Does this mean employers can do whatever
they want? Simply put, no. The facts of this case worked out for the
employer, but the facts of most cases are often moving targets and not fully
known until the witness is under oath.
If this “friend” had indicated there had been some pressure (maybe even just a request) to turn over
the Facebook posts, this likely would have turned out very differently. Or, imagine if the “friend” suddenly received a raise
or promotion after turning over the information…this would have looked shady and could have affected the outcome.
Employers still need to use
caution when using Facebook information in employment decisions.

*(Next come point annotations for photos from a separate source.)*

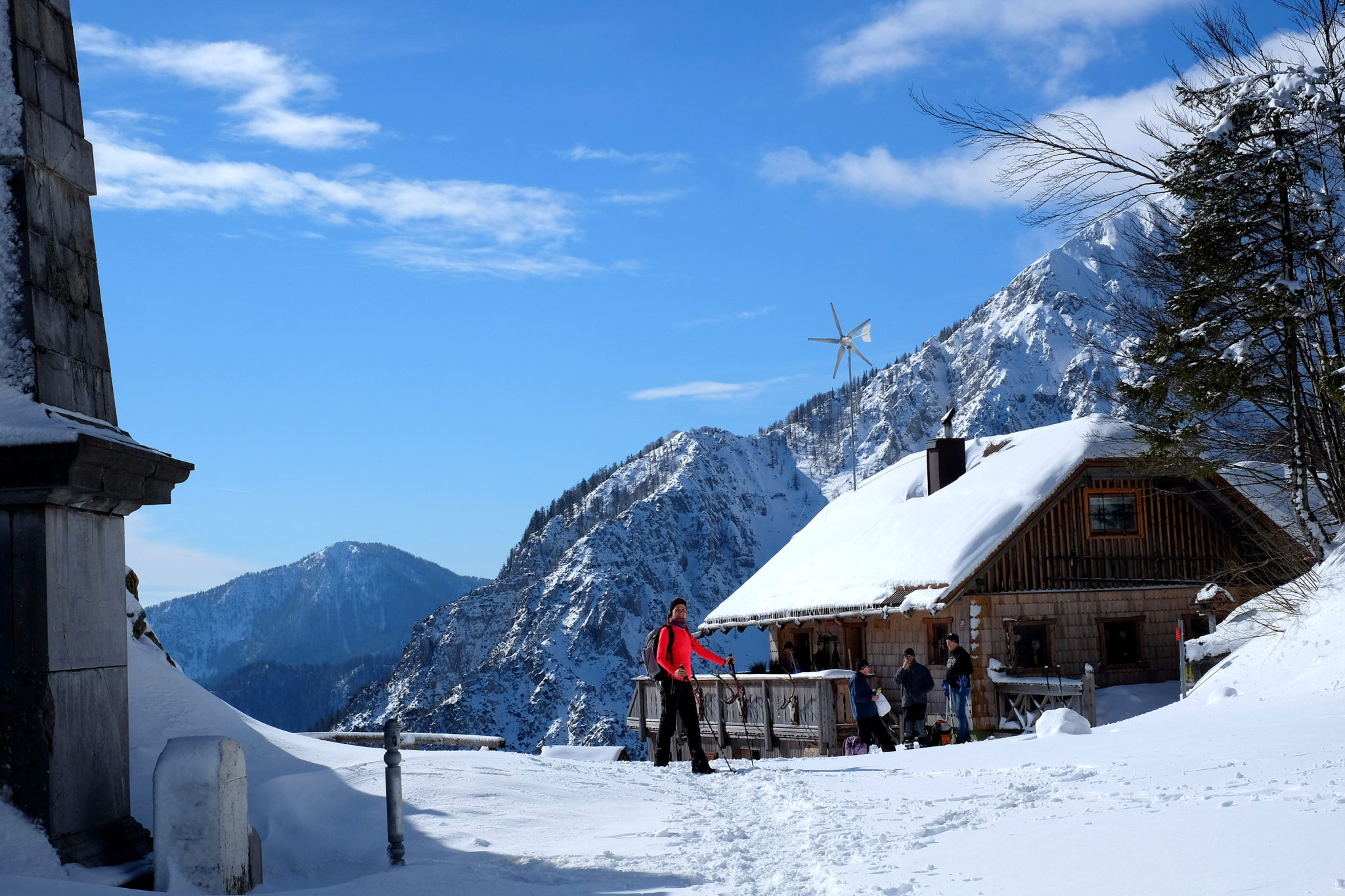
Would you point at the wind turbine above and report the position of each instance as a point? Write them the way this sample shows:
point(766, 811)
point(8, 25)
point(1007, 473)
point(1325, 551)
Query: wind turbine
point(848, 350)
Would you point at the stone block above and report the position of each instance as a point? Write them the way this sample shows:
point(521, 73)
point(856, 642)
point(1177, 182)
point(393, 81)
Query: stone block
point(24, 73)
point(27, 23)
point(89, 786)
point(50, 91)
point(68, 154)
point(73, 106)
point(57, 41)
point(39, 253)
point(54, 381)
point(85, 590)
point(32, 123)
point(201, 817)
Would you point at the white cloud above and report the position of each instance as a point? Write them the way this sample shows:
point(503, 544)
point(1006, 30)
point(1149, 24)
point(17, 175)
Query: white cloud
point(265, 85)
point(167, 568)
point(707, 390)
point(725, 319)
point(651, 198)
point(463, 259)
point(1066, 33)
point(137, 175)
point(957, 177)
point(655, 160)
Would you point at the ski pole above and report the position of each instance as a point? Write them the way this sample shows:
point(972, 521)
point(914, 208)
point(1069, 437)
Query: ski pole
point(743, 698)
point(722, 704)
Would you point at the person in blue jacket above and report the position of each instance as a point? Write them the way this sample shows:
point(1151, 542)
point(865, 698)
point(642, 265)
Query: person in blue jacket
point(862, 702)
point(916, 683)
point(957, 685)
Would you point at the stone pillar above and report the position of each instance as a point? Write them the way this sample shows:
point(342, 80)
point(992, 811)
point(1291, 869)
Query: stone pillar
point(68, 475)
point(201, 817)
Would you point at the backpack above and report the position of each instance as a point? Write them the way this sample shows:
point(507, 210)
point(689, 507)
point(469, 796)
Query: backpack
point(651, 654)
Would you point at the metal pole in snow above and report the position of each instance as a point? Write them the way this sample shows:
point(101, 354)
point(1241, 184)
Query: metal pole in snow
point(393, 785)
point(1181, 654)
point(854, 453)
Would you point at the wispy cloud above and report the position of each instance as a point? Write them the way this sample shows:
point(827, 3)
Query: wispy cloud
point(467, 259)
point(957, 177)
point(707, 390)
point(169, 568)
point(728, 319)
point(139, 175)
point(264, 85)
point(455, 226)
point(655, 160)
point(1063, 35)
point(651, 198)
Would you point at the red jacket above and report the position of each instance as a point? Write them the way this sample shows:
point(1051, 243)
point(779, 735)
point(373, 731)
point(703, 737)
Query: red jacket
point(682, 647)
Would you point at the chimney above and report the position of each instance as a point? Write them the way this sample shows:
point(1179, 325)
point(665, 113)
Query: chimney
point(946, 458)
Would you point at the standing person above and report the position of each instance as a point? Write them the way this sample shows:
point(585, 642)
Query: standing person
point(957, 684)
point(862, 702)
point(676, 647)
point(916, 683)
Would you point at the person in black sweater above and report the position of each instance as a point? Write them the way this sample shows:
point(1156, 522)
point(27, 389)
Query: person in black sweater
point(957, 685)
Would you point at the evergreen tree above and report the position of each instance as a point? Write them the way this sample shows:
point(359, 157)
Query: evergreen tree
point(1242, 359)
point(1247, 349)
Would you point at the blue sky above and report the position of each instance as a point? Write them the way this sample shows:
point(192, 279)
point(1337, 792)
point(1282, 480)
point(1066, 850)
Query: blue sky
point(404, 273)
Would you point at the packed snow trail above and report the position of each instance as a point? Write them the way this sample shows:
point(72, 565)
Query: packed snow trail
point(1237, 790)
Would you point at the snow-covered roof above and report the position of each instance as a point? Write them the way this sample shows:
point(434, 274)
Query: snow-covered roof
point(891, 544)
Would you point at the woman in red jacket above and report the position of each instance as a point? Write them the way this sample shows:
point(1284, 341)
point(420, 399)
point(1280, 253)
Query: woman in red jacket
point(676, 647)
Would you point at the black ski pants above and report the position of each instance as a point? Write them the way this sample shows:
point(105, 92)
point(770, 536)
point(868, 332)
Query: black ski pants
point(873, 730)
point(678, 700)
point(914, 720)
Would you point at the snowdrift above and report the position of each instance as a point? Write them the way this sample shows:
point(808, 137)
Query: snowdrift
point(1252, 763)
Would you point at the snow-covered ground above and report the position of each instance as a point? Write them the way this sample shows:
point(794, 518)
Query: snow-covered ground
point(1237, 790)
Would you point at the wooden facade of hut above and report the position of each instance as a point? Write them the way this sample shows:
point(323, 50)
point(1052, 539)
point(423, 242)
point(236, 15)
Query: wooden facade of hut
point(1056, 559)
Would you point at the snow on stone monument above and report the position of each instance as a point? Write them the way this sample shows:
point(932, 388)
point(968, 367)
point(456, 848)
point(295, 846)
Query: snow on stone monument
point(68, 473)
point(201, 817)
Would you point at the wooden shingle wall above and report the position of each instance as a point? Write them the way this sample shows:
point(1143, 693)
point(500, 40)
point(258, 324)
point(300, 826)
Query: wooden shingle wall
point(1179, 543)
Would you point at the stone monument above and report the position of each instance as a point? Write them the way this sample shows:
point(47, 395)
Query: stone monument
point(68, 473)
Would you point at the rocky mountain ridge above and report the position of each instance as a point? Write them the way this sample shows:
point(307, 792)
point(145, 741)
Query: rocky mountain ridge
point(546, 652)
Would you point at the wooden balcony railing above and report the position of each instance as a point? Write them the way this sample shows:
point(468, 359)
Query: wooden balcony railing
point(785, 715)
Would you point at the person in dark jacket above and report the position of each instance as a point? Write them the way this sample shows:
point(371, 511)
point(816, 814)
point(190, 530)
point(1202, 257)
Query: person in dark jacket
point(916, 683)
point(862, 702)
point(676, 647)
point(957, 685)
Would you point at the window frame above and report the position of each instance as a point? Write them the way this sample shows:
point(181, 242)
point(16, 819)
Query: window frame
point(939, 657)
point(1011, 625)
point(1139, 640)
point(1139, 515)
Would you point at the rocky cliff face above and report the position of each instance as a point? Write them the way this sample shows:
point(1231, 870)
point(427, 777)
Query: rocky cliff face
point(309, 621)
point(546, 652)
point(1040, 351)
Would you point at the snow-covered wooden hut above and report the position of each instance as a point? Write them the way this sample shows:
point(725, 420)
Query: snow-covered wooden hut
point(1051, 553)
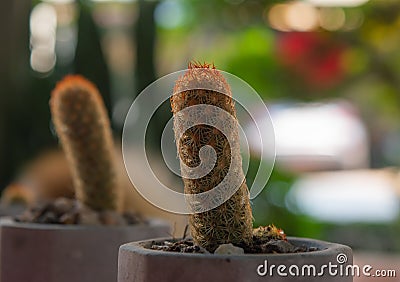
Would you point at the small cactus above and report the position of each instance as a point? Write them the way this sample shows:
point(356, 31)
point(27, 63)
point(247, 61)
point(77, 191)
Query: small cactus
point(230, 222)
point(81, 122)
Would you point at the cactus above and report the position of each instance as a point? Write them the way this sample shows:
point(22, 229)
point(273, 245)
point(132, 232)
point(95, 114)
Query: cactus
point(230, 222)
point(81, 122)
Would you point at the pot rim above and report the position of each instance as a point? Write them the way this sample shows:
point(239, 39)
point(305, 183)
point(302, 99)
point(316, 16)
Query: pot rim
point(324, 248)
point(9, 222)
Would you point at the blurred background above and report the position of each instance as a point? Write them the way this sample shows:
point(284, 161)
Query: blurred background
point(328, 70)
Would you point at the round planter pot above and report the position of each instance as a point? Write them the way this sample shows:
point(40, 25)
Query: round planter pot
point(46, 252)
point(329, 263)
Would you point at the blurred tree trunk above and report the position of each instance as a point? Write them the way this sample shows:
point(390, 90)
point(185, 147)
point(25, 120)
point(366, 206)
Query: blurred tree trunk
point(14, 66)
point(89, 56)
point(145, 37)
point(145, 34)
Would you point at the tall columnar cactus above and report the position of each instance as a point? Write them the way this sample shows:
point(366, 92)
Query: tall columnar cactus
point(230, 222)
point(82, 124)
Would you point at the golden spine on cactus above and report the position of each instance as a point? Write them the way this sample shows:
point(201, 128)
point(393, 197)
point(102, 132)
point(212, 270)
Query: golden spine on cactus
point(230, 222)
point(83, 127)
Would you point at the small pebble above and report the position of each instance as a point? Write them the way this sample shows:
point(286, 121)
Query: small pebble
point(228, 249)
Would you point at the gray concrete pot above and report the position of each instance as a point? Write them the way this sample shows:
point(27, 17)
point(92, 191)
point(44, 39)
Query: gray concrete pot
point(47, 252)
point(139, 264)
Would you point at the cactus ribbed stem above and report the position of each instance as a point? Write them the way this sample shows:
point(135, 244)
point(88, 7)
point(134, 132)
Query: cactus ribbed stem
point(230, 222)
point(83, 127)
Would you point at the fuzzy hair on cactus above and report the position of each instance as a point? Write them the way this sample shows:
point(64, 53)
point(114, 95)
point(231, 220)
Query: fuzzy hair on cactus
point(83, 127)
point(230, 222)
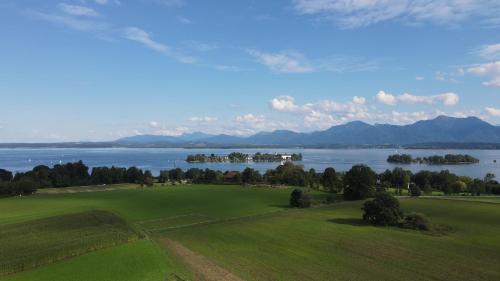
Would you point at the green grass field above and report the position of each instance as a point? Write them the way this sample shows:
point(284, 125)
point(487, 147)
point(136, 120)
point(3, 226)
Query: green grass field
point(139, 260)
point(26, 245)
point(252, 233)
point(333, 243)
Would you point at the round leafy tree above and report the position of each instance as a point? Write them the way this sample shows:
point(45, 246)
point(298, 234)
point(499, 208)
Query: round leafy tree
point(416, 221)
point(300, 199)
point(383, 210)
point(359, 182)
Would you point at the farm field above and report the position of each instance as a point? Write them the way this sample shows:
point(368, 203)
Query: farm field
point(251, 234)
point(333, 243)
point(29, 244)
point(139, 260)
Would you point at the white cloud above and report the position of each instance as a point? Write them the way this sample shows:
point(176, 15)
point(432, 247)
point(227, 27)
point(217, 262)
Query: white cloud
point(69, 21)
point(358, 100)
point(295, 62)
point(359, 13)
point(184, 20)
point(319, 120)
point(204, 119)
point(324, 113)
point(489, 51)
point(284, 62)
point(385, 98)
point(493, 111)
point(170, 3)
point(255, 120)
point(408, 117)
point(447, 99)
point(77, 10)
point(201, 46)
point(491, 70)
point(284, 104)
point(154, 124)
point(141, 36)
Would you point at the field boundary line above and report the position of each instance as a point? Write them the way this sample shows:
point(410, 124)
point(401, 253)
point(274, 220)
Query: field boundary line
point(201, 266)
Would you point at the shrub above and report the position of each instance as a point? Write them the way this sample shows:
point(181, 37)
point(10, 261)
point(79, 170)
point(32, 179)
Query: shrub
point(359, 182)
point(415, 191)
point(416, 221)
point(300, 199)
point(383, 210)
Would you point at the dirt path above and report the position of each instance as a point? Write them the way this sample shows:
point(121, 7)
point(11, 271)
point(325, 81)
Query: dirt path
point(202, 268)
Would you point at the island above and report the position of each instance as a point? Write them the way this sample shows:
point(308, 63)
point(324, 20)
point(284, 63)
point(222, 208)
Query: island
point(448, 159)
point(242, 157)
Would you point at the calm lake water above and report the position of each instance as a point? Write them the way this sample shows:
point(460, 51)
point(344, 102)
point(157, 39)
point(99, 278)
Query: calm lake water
point(167, 158)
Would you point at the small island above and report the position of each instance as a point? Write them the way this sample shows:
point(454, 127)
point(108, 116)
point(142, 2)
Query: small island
point(448, 159)
point(238, 157)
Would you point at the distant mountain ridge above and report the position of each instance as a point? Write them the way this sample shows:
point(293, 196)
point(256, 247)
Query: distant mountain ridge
point(442, 129)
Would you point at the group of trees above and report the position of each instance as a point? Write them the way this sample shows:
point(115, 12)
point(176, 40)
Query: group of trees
point(384, 210)
point(66, 175)
point(435, 160)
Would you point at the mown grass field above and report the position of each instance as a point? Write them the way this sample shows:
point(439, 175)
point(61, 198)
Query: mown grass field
point(333, 244)
point(30, 244)
point(139, 260)
point(253, 234)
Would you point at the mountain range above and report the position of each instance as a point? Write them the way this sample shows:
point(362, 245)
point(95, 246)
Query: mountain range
point(442, 129)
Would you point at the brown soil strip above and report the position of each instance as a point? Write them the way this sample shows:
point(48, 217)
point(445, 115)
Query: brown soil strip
point(202, 268)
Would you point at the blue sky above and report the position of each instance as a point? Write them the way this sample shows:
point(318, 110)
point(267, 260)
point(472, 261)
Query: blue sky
point(103, 69)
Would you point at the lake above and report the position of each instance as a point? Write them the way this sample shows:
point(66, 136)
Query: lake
point(156, 159)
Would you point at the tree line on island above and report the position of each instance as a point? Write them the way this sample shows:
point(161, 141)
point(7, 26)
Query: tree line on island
point(357, 183)
point(235, 157)
point(434, 160)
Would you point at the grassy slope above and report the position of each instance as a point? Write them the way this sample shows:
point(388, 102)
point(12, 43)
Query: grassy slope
point(140, 260)
point(318, 244)
point(148, 208)
point(332, 243)
point(29, 244)
point(216, 202)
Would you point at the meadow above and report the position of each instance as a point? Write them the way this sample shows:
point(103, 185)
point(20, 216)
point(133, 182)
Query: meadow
point(251, 234)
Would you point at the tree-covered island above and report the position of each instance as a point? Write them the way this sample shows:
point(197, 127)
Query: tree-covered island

True, it's important to determine whether the information found is appropriate for use in an employment decision. But even before we get to that question, employers should pause to consider how
it obtained the information. For example, were any underhanded
means were used (such as deceit, coercion, etc.)? Was the information requested in good faith, but still in a manner that could suggest another person felt pressure to turn it over? Was it completely unsolicited, as it was in this case? These kinds of questions should guide an employer's analysis. At least that's what Megan tells people, and Judge Martini agreed.